Intellectuelle et issue d'un milieu bourgeois, Simone Signoret parfait l'éducation de Montand et l'entraîne dans son engagement politique. Elle le soutient, l'inspire, le protège. Il élève sa fille, Catherine Allégret qui, plus tard, devient à son tour comédienne. Durant plus de 35 ans, les époux éprouvent l’un pour l’autre une totale admiration et résistent aux aléas de la vie, et notamment à l'épisode Marilyn.

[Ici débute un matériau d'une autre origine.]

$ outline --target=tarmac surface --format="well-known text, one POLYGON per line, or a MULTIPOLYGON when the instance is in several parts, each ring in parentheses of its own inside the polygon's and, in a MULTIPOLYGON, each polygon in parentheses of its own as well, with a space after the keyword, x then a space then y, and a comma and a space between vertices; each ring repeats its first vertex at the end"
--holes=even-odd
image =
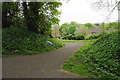
POLYGON ((82 78, 62 70, 65 60, 84 45, 65 43, 66 46, 36 55, 6 57, 2 59, 3 78, 82 78))

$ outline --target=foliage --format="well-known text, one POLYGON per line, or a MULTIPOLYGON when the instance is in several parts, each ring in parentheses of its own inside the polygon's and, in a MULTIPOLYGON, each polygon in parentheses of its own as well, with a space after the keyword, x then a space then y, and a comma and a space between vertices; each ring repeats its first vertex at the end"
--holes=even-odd
POLYGON ((100 34, 107 32, 115 32, 119 30, 119 25, 117 22, 101 23, 100 24, 100 34))
POLYGON ((85 39, 84 35, 75 36, 75 40, 84 40, 84 39, 85 39))
POLYGON ((52 39, 25 28, 13 27, 2 30, 3 55, 38 54, 64 46, 61 40, 52 39))
POLYGON ((94 42, 82 47, 73 58, 70 58, 68 62, 63 65, 63 68, 79 74, 82 73, 78 69, 82 67, 81 63, 83 62, 83 65, 87 65, 88 71, 92 73, 90 77, 118 80, 118 78, 120 78, 120 63, 118 62, 120 56, 119 35, 120 32, 102 35, 94 42), (72 66, 68 66, 69 63, 72 64, 72 66))
POLYGON ((58 24, 57 10, 62 5, 61 2, 29 2, 23 3, 23 13, 26 19, 28 29, 40 34, 51 34, 51 25, 58 24))
POLYGON ((106 31, 105 31, 105 23, 104 22, 100 24, 100 32, 99 33, 100 34, 106 33, 106 31))
POLYGON ((73 40, 74 36, 72 34, 64 36, 62 39, 73 40))
POLYGON ((19 12, 18 2, 2 2, 2 27, 14 26, 19 12))
MULTIPOLYGON (((90 44, 91 42, 89 42, 90 44)), ((70 71, 80 75, 81 77, 91 77, 92 74, 89 73, 88 68, 89 65, 84 63, 85 54, 84 50, 89 46, 89 44, 85 44, 82 48, 80 48, 74 56, 70 57, 68 60, 64 62, 62 68, 66 71, 70 71)))
POLYGON ((86 24, 84 24, 84 25, 85 25, 85 27, 88 27, 88 28, 93 27, 93 25, 92 25, 91 23, 86 23, 86 24))
POLYGON ((70 25, 77 25, 77 22, 75 22, 75 21, 72 21, 71 23, 70 23, 70 25))
POLYGON ((69 24, 68 23, 64 23, 60 26, 60 33, 61 36, 65 36, 67 34, 67 31, 69 29, 69 24))
POLYGON ((61 36, 67 35, 67 32, 66 32, 65 28, 63 28, 63 29, 61 30, 60 34, 61 34, 61 36))
POLYGON ((74 34, 74 32, 76 31, 76 28, 74 25, 70 26, 68 29, 68 34, 74 34))
POLYGON ((83 26, 83 27, 80 27, 80 29, 75 32, 75 35, 81 35, 81 34, 83 34, 84 36, 87 36, 87 35, 90 35, 91 32, 87 27, 83 26))
POLYGON ((106 30, 118 29, 118 23, 117 22, 110 22, 110 23, 106 24, 105 29, 106 30))
POLYGON ((99 23, 95 23, 94 25, 99 26, 99 23))
POLYGON ((118 69, 120 66, 118 63, 119 34, 119 32, 113 32, 101 36, 86 53, 86 63, 92 66, 90 71, 99 78, 118 78, 120 74, 118 69), (96 49, 95 46, 97 46, 96 49))
POLYGON ((65 44, 63 44, 63 41, 60 39, 49 38, 48 41, 52 42, 56 49, 65 46, 65 44))
POLYGON ((75 22, 75 21, 72 21, 72 22, 70 23, 70 25, 75 26, 75 28, 80 27, 80 24, 78 24, 78 23, 75 22))
POLYGON ((84 37, 84 35, 77 35, 77 36, 75 36, 75 35, 70 34, 70 35, 64 36, 62 39, 68 39, 68 40, 84 40, 85 37, 84 37))
POLYGON ((52 27, 52 37, 53 38, 60 37, 60 31, 59 31, 59 26, 58 25, 53 25, 53 27, 52 27))
POLYGON ((26 27, 43 35, 51 34, 51 25, 58 24, 61 2, 2 2, 3 28, 26 27))
POLYGON ((71 23, 64 23, 60 26, 60 33, 61 36, 69 35, 69 34, 74 34, 76 31, 76 28, 79 28, 80 24, 77 22, 71 22, 71 23))
POLYGON ((92 34, 92 35, 89 35, 87 36, 85 39, 86 40, 89 40, 89 39, 97 39, 101 36, 101 34, 92 34))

En 1960, le duo est en pleine aventure américaine : Montand triomphe au music-hall, Signoret reçoit l'Oscar de la meilleure actrice. Ils sympathisent alors avec le couple Marylin Monroe-Arthur Miller. La star hollywoodienne impose Montand dans le film le Milliardaire et leur idylle éclate au grand jour. Mais Montand rejoint Signoret au bout de quelques mois, après la promotion du film. Lors d'une interview, Signoret annonce, des années plus tard, que son seul regret est que Marylin n'ait pas su qu'elle ne lui en avait pas voulu.

À la fin des années 1970, la beauté de Signoret s'efface (elle boit et fume énormément), sa santé se dégrade, mais le couple reste uni, malgré les écarts de Montand. Durant l’été 1985, un cancer du pancréas est diagnostiqué, mais l’opération chirurgicale est un échec. Simone Signoret décède le 30 septembre 1985 dans leur maison d'Autheuil, dans l'Eure. Montand est dévasté. En 1991, il sera inhumé aux côtés de Simone Signoret au cimetière du Père-Lachaise.

Caractère et engagements. Simone Signoret fait preuve d'une forte personnalité et s’exprime sans contraintes, parfois brutalement. Certains rôles, spécialement écrits pour elle, épousent le style de son franc-parler. Ainsi, l’actrice accepte son vieillissement et tient à faire savoir que cette apparence, exploitée à l’écran, n’est pas un artifice de cinéma.

Et sa verve sert ses convictions : la conscience politique de Signoret s’affirme tôt, notamment avec la rencontre en 1941 d’amis issus du groupe Octobre, une troupe de théâtre ouvrier dont les idées se rapprochent du communisme. Plus tard, le couple Montand-Signoret affiche un humanisme de gauche, combattant toutes les oppressions. Ils fréquentent et militent pour leurs idées aux côtés de « compagnons de route » du Parti communiste français : Jean-Paul Sartre et Simone de Beauvoir, Jorge Semprún, etc.

Cependant en 1957, lors d’une tournée de Montand pour laquelle Simone Signoret l'accompagne dans les pays de l'Est, le couple est confronté aux applications concrètes du communisme. Leurs convictions s'en trouvent fortement ébranlées.

Mais Signoret continue de dénoncer toutes les injustices, notamment lors de ses choix cinématographiques. Au cours d’une de ses dernières apparitions publiques, à l’émission télévisée 7 sur 7, elle insiste pour présenter le logo « Touche pas à mon pote » de SOS-racisme.